AFP
TOKYO
A Sony executive said the firm was taking a hard look at music streaming services after pop star Taylor Swift yanked her songs from industry giant Spotify.
The US artist - whose album ‘1989’, featuring the dance tune ‘Shake It Off,’ sold more in the first week than any album in a dozen years in the United States - withdrew her songs over a payments dispute. Spotify and its competitors have come under fire from a number of global artists from Radiohead to AC/DC, who claim that streaming services pay musicians too little and damage album sales.
‘Actually, a lot of conversation has taken place over the last week in the light of that,’ Kevin Kelleher, chief financial officer of Sony Music, told an analyst briefing in Tokyo. ‘What it all really comes down to is how much value are the music company and the artist getting from the different consumption methods.’ Sony also has a music streaming service - Music Unlimited - a delivery model seen by many as the next hope as digital downloads fall off and compact disc sales remain mired in a long-term slump.
Despite the move by Swift , Kelleher said Sony was still ‘very encouraged’ by the growth in subscription-based streaming services, which let users skip advertisements in exchange for monthly fees. ‘The key question is, are the free, ad-supported services taking away from how quickly and to what extent we can grow those paid services?’ Kelleher said.
‘That’s something we’re paying attention to as content owners who license our content to the different platforms. It’s an area that’s gotten everyone’s attention.’ Kelleher’s comments came as Sony chief executive Kazuo Hirai insisted again that the entertainment business - including Sony’s music label and a Hollywood movie studio, as well as a video game unit - was crucial for the company’s long-term health.

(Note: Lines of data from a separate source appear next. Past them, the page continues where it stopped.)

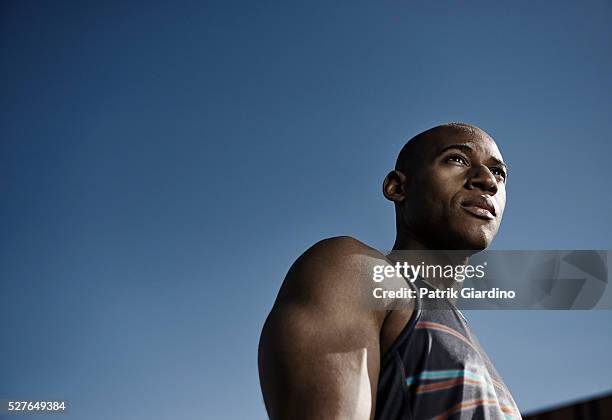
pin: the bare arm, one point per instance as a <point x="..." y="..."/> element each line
<point x="319" y="353"/>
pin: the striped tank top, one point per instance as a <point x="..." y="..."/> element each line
<point x="436" y="369"/>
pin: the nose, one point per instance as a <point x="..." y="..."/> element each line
<point x="481" y="178"/>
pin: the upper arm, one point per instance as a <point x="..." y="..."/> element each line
<point x="319" y="354"/>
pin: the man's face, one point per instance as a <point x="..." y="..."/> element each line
<point x="455" y="199"/>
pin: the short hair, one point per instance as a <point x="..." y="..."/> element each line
<point x="409" y="157"/>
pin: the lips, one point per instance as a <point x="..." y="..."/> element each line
<point x="481" y="206"/>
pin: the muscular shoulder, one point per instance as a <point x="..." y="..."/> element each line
<point x="332" y="269"/>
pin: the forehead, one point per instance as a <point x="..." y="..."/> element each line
<point x="479" y="141"/>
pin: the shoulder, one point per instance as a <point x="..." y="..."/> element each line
<point x="331" y="267"/>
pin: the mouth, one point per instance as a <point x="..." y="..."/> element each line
<point x="481" y="207"/>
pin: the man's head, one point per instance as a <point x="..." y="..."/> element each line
<point x="449" y="188"/>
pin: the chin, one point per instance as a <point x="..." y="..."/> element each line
<point x="475" y="241"/>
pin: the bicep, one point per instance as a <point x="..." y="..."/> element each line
<point x="319" y="362"/>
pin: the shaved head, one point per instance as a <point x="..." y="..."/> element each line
<point x="410" y="157"/>
<point x="449" y="189"/>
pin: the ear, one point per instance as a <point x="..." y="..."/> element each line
<point x="394" y="186"/>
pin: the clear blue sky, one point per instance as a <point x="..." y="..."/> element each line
<point x="162" y="165"/>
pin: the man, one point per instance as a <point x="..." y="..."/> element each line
<point x="324" y="355"/>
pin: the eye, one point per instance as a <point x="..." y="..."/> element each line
<point x="458" y="159"/>
<point x="499" y="172"/>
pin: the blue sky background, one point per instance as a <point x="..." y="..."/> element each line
<point x="162" y="165"/>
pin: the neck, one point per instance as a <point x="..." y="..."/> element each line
<point x="412" y="250"/>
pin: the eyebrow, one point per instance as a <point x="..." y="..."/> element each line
<point x="469" y="149"/>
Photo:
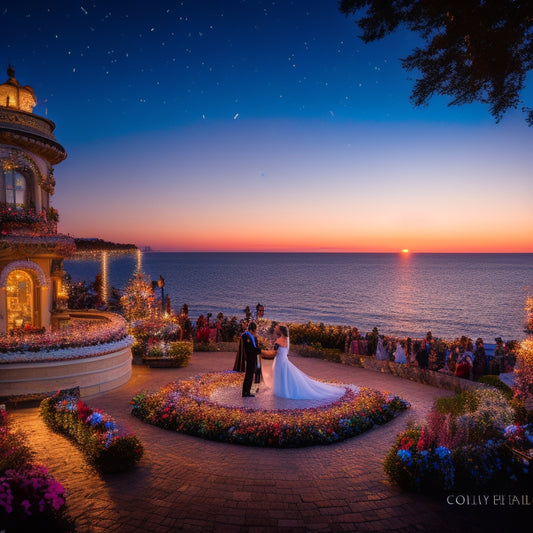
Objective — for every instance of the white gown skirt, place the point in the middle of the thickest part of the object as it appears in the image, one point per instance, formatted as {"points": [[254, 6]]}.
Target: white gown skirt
{"points": [[290, 382]]}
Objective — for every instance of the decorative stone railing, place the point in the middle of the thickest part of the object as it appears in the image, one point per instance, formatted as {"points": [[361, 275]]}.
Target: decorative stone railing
{"points": [[94, 368]]}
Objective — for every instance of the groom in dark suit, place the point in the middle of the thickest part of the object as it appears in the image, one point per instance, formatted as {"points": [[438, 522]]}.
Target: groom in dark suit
{"points": [[251, 350]]}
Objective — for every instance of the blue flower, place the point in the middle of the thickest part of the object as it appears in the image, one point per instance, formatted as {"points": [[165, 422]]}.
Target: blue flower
{"points": [[442, 452], [405, 456]]}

‘Entertainment is an extremely important business for Sony - it is a pillar of the group,’ Hirai told analysts in the first of two conferences this month to give an update on its corporate overhaul. Hirai has led a sweeping restructuring of the consumer electronics giant, which has reported years of huge losses. However he has steadfastly refused to abandon televisions and the firm rejected a US hedge fund’s call to spin-off part of the entertainment business. Last month Sony announced a whopping $1.0 billion six-month loss, underlining its struggle to drag itself out of the red. The firm suffered badly in the cut-throat television business and was out-manoeuvered in the lucrative smartphone sector by industry leaders Apple and Samsung.